Award space to Australia is better on flights originating abroad than in the U.S. Especially on carriers like Cathay Pacific and Japan Airlines. For example, Cathay Pacific offers a ton of award space from the U.S. to Hong Kong, as well as between Hong Kong and Australia. So if you can’t find a direct flight on Qantas from LAX or San Francisco, consider looking at award space out of Asia and then building your itinerary backward to find a connecting flight out of the U.S.

Flexibility is Key

Premium award space to Australia can be tough to come by, especially on Qantas. Their incredible first class cabin is notoriously difficult to find award space for. Business class can be tough too, depending on when you’re looking to travel.
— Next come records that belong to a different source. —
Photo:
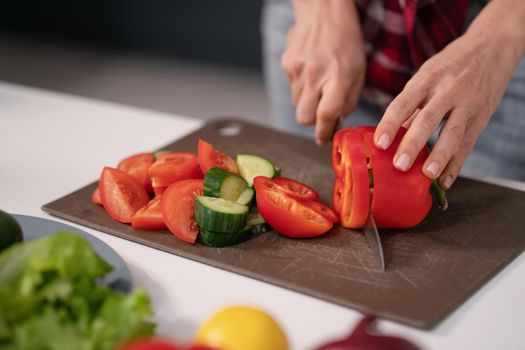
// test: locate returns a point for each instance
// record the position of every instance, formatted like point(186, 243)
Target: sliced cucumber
point(222, 239)
point(251, 166)
point(219, 215)
point(257, 223)
point(246, 196)
point(221, 183)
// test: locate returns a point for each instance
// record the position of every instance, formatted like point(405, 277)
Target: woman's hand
point(325, 63)
point(462, 86)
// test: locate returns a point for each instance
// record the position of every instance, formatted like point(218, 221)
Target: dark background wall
point(224, 31)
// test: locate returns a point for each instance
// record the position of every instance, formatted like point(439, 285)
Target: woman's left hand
point(462, 86)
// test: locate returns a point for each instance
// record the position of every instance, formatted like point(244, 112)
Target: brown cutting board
point(431, 269)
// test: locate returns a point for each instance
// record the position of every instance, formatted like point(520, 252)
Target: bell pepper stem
point(440, 195)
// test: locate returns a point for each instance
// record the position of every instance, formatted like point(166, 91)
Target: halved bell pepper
point(396, 199)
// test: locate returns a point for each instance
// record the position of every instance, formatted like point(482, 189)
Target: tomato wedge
point(137, 166)
point(323, 209)
point(209, 157)
point(296, 189)
point(122, 195)
point(170, 167)
point(149, 217)
point(95, 197)
point(286, 214)
point(177, 205)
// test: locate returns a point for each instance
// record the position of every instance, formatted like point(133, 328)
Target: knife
point(372, 236)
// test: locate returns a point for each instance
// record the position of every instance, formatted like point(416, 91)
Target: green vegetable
point(246, 196)
point(223, 239)
point(219, 215)
point(221, 183)
point(49, 298)
point(251, 166)
point(10, 231)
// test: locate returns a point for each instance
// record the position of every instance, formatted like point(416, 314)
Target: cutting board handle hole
point(229, 129)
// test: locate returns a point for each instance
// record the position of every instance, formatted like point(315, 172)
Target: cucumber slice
point(219, 215)
point(254, 219)
point(223, 184)
point(246, 196)
point(257, 223)
point(222, 239)
point(251, 166)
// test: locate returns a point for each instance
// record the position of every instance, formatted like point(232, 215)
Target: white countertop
point(52, 144)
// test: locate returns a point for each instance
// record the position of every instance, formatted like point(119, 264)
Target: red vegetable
point(137, 166)
point(296, 189)
point(286, 214)
point(157, 344)
point(170, 167)
point(360, 339)
point(122, 195)
point(209, 157)
point(177, 205)
point(351, 194)
point(149, 217)
point(397, 199)
point(95, 197)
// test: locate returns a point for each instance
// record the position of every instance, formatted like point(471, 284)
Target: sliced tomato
point(170, 167)
point(296, 189)
point(286, 214)
point(149, 217)
point(159, 190)
point(323, 209)
point(177, 205)
point(209, 157)
point(137, 166)
point(122, 195)
point(95, 197)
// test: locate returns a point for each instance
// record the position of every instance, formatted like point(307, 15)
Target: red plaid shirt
point(402, 34)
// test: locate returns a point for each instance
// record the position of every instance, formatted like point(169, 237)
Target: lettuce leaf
point(49, 298)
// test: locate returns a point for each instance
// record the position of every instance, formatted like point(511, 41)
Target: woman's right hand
point(325, 62)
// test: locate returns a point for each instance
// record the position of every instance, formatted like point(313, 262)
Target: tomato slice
point(177, 205)
point(149, 217)
point(295, 189)
point(287, 215)
point(351, 195)
point(210, 157)
point(122, 195)
point(137, 166)
point(95, 197)
point(323, 209)
point(170, 167)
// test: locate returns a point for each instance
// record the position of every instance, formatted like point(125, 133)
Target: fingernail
point(403, 162)
point(384, 141)
point(433, 168)
point(447, 182)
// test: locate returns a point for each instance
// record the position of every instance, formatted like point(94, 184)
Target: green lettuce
point(49, 298)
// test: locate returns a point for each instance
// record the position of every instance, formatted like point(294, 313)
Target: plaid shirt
point(400, 35)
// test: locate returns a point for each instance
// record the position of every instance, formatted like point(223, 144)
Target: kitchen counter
point(52, 144)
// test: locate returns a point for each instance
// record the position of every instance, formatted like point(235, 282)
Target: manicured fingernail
point(403, 162)
point(433, 168)
point(447, 182)
point(384, 141)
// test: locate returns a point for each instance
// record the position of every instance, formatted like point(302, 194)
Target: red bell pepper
point(396, 199)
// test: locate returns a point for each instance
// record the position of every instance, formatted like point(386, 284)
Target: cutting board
point(431, 269)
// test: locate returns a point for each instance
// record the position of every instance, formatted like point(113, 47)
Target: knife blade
point(374, 241)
So you have to be open to the idea of flying in economy class, if all else fails. Flexibility in terms of cabin and travel dates make award space much easier to find.

Plan Well in Advance

If you’re looking to travel to Australia on points and miles, I highly recommend getting started at least a year in advance. Have your points saved up and ready to go when the award calendar opens up or you come across massive premium award space.
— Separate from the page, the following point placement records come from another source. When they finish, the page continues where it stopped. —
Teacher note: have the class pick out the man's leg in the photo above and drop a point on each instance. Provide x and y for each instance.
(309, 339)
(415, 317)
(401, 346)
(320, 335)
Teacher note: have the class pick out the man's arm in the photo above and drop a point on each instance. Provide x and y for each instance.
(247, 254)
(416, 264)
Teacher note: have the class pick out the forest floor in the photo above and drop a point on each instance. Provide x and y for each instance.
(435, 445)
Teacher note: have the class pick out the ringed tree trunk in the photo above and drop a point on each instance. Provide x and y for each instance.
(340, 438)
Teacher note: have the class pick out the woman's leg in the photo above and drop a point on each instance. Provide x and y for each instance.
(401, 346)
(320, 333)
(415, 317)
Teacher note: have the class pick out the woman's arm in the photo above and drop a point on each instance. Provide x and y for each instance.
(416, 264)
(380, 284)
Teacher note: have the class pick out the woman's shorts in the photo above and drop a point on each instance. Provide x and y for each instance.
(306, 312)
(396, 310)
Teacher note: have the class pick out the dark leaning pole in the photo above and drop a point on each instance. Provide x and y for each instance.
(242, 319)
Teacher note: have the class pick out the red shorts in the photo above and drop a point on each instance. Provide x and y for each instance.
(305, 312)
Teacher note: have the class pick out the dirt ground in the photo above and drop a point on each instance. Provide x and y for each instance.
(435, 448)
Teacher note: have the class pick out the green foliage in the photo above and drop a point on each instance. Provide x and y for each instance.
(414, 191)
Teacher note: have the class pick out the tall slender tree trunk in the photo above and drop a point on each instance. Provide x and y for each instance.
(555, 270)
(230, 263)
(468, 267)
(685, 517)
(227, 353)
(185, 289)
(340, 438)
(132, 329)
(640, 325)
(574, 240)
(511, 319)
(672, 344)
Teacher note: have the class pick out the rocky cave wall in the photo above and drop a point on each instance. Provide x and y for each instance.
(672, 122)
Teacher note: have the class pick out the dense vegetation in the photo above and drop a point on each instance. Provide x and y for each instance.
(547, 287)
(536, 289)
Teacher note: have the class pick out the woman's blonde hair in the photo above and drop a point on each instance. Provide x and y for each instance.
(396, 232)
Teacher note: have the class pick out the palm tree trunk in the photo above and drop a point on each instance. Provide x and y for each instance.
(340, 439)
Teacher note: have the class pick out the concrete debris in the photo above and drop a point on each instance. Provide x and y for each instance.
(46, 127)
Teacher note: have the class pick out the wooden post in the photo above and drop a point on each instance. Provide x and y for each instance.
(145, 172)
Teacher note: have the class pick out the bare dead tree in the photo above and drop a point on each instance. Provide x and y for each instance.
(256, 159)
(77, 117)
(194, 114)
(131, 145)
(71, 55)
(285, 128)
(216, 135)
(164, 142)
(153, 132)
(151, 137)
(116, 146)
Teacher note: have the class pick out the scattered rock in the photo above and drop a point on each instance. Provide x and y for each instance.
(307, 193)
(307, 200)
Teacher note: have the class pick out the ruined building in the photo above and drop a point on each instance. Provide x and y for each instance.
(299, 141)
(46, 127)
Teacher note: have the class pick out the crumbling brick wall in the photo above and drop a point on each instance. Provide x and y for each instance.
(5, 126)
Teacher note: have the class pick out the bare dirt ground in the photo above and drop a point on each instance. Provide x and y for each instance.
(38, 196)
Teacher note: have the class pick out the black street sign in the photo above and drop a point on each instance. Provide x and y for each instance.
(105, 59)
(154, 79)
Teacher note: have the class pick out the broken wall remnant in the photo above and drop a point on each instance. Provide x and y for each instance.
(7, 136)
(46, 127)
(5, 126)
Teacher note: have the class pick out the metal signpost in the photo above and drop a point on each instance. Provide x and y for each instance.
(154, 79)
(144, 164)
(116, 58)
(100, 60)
There are lots of options for traveling to Australia on points and miles. It’s important to know what those options are and to start collecting and booking as far in advance as possible. Even if you’re not able to book ahead, having the points available ensures that you’re prepared to take advantage of last-minute award space.
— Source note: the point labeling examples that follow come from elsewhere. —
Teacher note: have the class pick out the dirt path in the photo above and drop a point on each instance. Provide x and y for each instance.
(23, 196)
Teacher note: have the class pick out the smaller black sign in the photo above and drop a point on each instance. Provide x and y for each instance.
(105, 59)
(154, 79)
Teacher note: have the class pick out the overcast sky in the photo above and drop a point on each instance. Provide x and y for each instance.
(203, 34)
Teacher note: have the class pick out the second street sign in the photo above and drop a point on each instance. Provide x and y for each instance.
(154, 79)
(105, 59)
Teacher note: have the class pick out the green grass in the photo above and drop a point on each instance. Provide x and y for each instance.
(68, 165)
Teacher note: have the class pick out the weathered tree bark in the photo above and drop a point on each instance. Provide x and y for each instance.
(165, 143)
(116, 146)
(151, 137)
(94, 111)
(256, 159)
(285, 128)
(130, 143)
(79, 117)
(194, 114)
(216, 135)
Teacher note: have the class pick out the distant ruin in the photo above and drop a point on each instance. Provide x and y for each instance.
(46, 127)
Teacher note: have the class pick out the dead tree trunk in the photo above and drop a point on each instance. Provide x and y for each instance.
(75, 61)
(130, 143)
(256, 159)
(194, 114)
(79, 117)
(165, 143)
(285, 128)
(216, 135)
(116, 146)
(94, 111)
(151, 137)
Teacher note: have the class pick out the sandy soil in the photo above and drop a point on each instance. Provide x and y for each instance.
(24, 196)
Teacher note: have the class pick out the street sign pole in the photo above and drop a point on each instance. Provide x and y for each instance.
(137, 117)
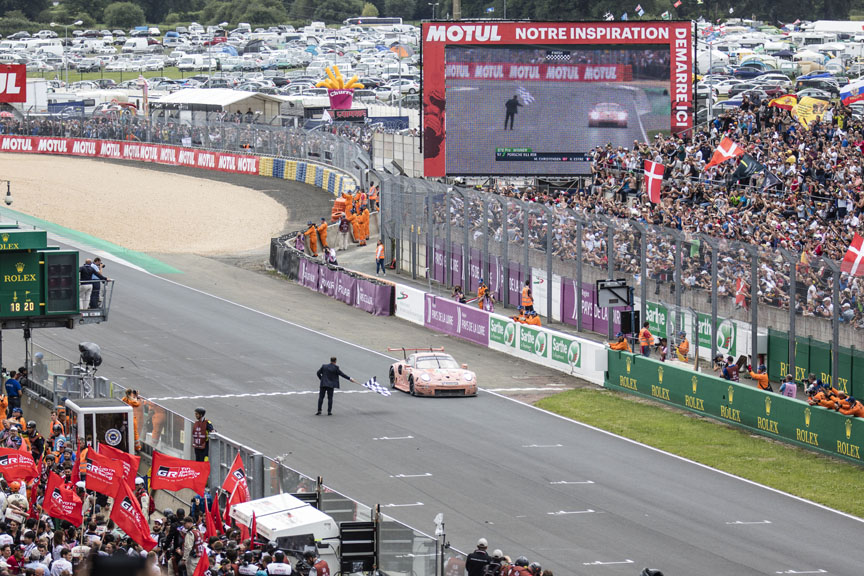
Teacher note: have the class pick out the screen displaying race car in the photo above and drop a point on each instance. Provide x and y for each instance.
(431, 372)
What are your tips for booking award flights to Australia using points and miles?

 

[Image Source: Shutterstock]

View Comments (5)

5 Comments

  1. serfty

    serfty

    April 17, 2019 at 5:55 pm

    Maybe look at Virgin Australia?

    Delta Skymiles can be used.

  2. HawaiiFlyerDC8

    April 17, 2019 at 6:53 pm

    Hawaiian Airlines flied to Sydney and Brisbane from Honolulu and they also have flights to Honolulu from many mainland cities including LA and San Francisco. I’ve used miles from their credit card to get a free one way or round trip to Sydney. I think they partner with Jet Blue so perhaps can use their miles, too.

  3. mot29

    April 17, 2019 at 7:32 pm

    There are also some ‘cheap’ paid options available at times that might be better than spending points.
    I flew to Oz two years ago in business class from LHR via HAN on VN including a weeklong stopover in HAN for US$2300.
    I’ve seen fares recently from CDG, AMS, FRA, and LHR for US$2300-2400 on GA (via DPS/CGK) and CI (via TPE). CI can also get you to NZ.

  4. divrdrew

    April 18, 2019 at 9:29 am

    For Delta, it’s not via Virgin Atlantic, but rather Virgin Australia. I think LAX-London-Sydney on Virgin Atlantic would violate the rules about the maximum miles on the trip (don’t recall the exact name of the rule).

    Left out Korean Airlines for Delta from LAX (or other US gateway cities). We booked a Delta award a few years back LAX-SYD and were able to fly out on Korean (via ICN) and back on Virgin Australia (non-stop).

  5. kkua

    April 19, 2019 at 5:23 am

    It’s always good to think outside the box. But why leave out multi-carrier itineraries? For AA/oneWorld awards, consider using MH via KUL and QF via LIM. Using DL/SkyTeam, consider using CI, MI, VN via TPE, PVG and SGN respectively. And for UA/StarAlliance, use CA to connect in PEK, GA via CGK or NZ to double connect via EZE and AKL.

    Also, what’s with omitting the western half of Australia? SA flies JNB to PER, and so does QH from LHR. This article is very biased from an American point of view. There’s more to OZ than just SYD and MEL.